Farblich wird das Buch von den vier Hauptfarben dominiert. So sind die Hauptüberschriften in Rot gehalten und Unterüberschriften in Blau. Abschnitte mit Karten- und Bildmaterial, sowie Zusammenfassungen sind hellgelb hinterlegt und haben einen farbigen Rahmen, um sich von den normalen Buchseiten abzuheben. Die Schriftarten beschränken sich auf Arial für Überschriften und Times New Roman für den fortlaufenden Text, sind also sehr sachlich gehalten. So wirkt das Buch durchaus freundlich und nicht monoton, aber nicht immer unbedingt übersichtlich (vgl. Abb.4). Durch die relative Vielzahl von Farben fällt es dem Leser manchmal schwer, das sehr detaillierte Gliederungsschema zu überblicken. Zwar steht am Fußende der Seiten kleingedruckt in welcher Unit und welchem Chapter man sich befindet, doch das Thema selbst ist nicht direkt ersichtlich.

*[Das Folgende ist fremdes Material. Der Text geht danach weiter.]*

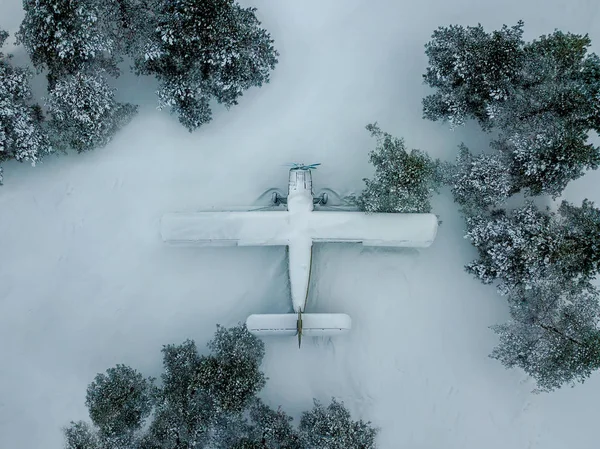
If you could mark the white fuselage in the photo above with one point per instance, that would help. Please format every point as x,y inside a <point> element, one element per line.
<point>300,205</point>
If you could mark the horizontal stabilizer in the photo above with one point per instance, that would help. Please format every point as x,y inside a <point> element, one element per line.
<point>313,324</point>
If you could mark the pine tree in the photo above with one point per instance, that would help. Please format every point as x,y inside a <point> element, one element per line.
<point>559,81</point>
<point>65,36</point>
<point>271,428</point>
<point>22,136</point>
<point>331,427</point>
<point>206,401</point>
<point>231,375</point>
<point>543,97</point>
<point>403,181</point>
<point>478,182</point>
<point>553,334</point>
<point>580,252</point>
<point>516,248</point>
<point>120,400</point>
<point>525,245</point>
<point>471,70</point>
<point>205,50</point>
<point>85,114</point>
<point>79,435</point>
<point>545,153</point>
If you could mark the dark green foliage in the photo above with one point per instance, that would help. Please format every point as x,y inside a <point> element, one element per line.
<point>331,427</point>
<point>204,401</point>
<point>403,182</point>
<point>205,50</point>
<point>528,244</point>
<point>65,36</point>
<point>85,114</point>
<point>543,155</point>
<point>230,383</point>
<point>79,435</point>
<point>543,97</point>
<point>553,334</point>
<point>478,182</point>
<point>580,252</point>
<point>470,69</point>
<point>22,134</point>
<point>272,428</point>
<point>120,400</point>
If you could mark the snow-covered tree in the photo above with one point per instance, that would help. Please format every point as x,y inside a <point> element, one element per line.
<point>271,428</point>
<point>64,36</point>
<point>478,182</point>
<point>22,136</point>
<point>403,181</point>
<point>580,252</point>
<point>206,401</point>
<point>332,427</point>
<point>202,51</point>
<point>544,153</point>
<point>80,435</point>
<point>516,248</point>
<point>559,80</point>
<point>525,245</point>
<point>120,400</point>
<point>470,70</point>
<point>85,114</point>
<point>553,334</point>
<point>231,375</point>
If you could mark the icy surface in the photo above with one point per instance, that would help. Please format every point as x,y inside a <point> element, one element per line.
<point>86,281</point>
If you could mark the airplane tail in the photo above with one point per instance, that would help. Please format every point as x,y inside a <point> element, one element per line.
<point>301,324</point>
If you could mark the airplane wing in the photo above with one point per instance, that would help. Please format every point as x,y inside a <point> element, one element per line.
<point>248,228</point>
<point>374,229</point>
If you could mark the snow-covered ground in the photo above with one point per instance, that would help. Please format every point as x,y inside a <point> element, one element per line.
<point>86,282</point>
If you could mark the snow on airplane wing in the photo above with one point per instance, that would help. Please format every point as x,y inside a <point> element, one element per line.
<point>248,228</point>
<point>374,229</point>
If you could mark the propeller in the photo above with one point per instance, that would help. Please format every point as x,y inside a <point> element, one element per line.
<point>301,166</point>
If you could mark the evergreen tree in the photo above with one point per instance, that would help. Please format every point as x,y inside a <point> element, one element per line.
<point>403,182</point>
<point>559,81</point>
<point>553,334</point>
<point>478,182</point>
<point>79,435</point>
<point>271,428</point>
<point>231,375</point>
<point>22,136</point>
<point>544,153</point>
<point>64,36</point>
<point>471,70</point>
<point>527,244</point>
<point>516,248</point>
<point>205,50</point>
<point>191,408</point>
<point>183,415</point>
<point>85,114</point>
<point>331,427</point>
<point>120,400</point>
<point>580,252</point>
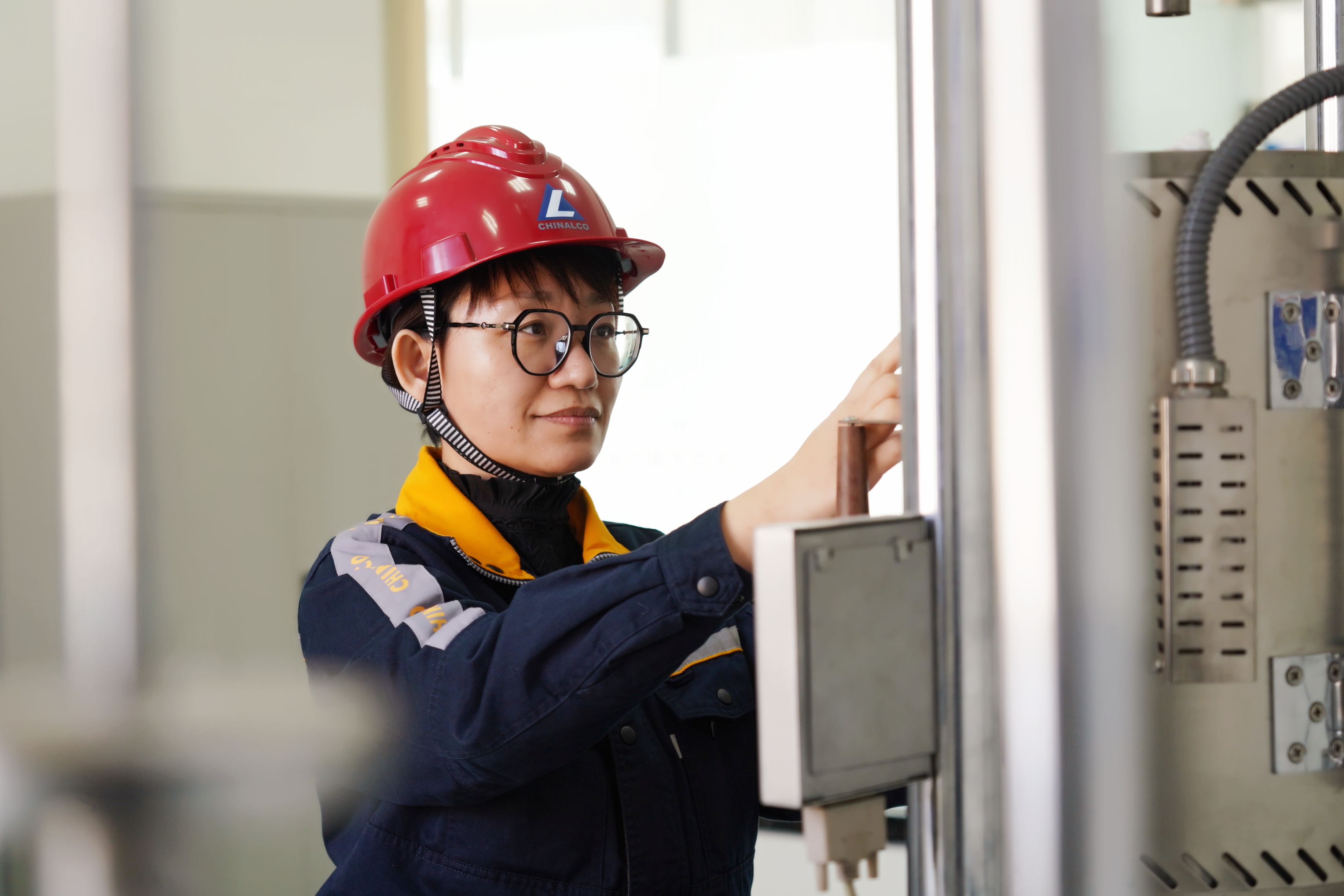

Ein entscheidendes Kriterium für die Attraktivität eines Schulbuches sind die Illustrationen. Sie sollen die Aufmerksamkeit wecken und zum Lernen motivieren. Auf fast jeder Seite des Buches sind eine oder auch mehrere Bildquellen oder Graphiken zu finden. Die Bilder sind bewusst attraktiv gewählt, klar im Aufbau und bedienen häufig Klischees des jeweiligen Raumes, was positive Assoziationen beim Schüler hervorrufen soll.[57] So finden sich beispielsweise Bilder von Athens Akropolis, der nächtlich beleuchteten Donau in Budapest oder des Ätna in Sizilien. [58] Anhand dieser Bilder, die man eher in einem Reiseführer erwarten würde und durch deren Wiedererkennungseffekt, wird für den Schüler der Reiz erhöht, sich mit dem Thema zu beschäftigen. Als „Arbeitsbilder“, an denen geographische Stoffe er- und bearbeitet werden, sind die wenigsten geeignet.
Vorteilhaft ist, dass jedem Bild noch eine kleine Landkarte mit einem roten Punkt hinzugefügt wurde, so dass der Schüler in der Lage ist, die Abbildung lokal einzuordnen. In World Geography finden sich beispielsweise im Abschnitt USA/Kanada auf 65 Seiten 32 Bilder, 14 Graphiken (d.h. Diagramme, Kartogramme, geographische Skizzen und Tabellen) und 17 Karten. Somit fallen bei 73 Illustrationen auf 65 Seiten genau 1,12 Illustrationen auf eine Seite, wobei sich bezüglich ihrer Anzahl die Medien der anschauenden Begegnung (d.h. Bilder) und die Medien der abstrahierenden Begegnung (d.h. Karten und Graphiken) die Waage halten.[59]
6.1.1.2. Strukturierung
World Geography ist formal durch drei Haupteinheiten organisiert: Units, Chapters und Sections. Das Buch umfasst elf Units, die jeweils einen Erdteil mit seinen Ländern behandeln. Ausnahme ist Unit 1, mit dem Titel „Looking at the world“, worin physisch- und kulturgeographische Grundlagen behandelt werden. Jede Unit umfasst drei Chapters, wobei Chapter 1 immer die Physische Geographie behandelt, Chapter 2 die Kulturgeographie und Chapter 3 die aktuelle Entwicklung und relevante Schwerpunkte, die den jeweiligen Raum betreffen. Auch die Chapters sind in allen Units wieder genauso untergliedert, sodass das Buch ein zwar starres, aber doch klar gegliedertes Schema bekommt. Dies ist angesichts der Seitenzahl und Informationsfülle auch notwendig. Dem eigentlichen Inhalt des Buches geht ein „Reference Atlas“ voraus, der 29 Seiten umfasst und physisch-politische Karten aller Erdteile enthält.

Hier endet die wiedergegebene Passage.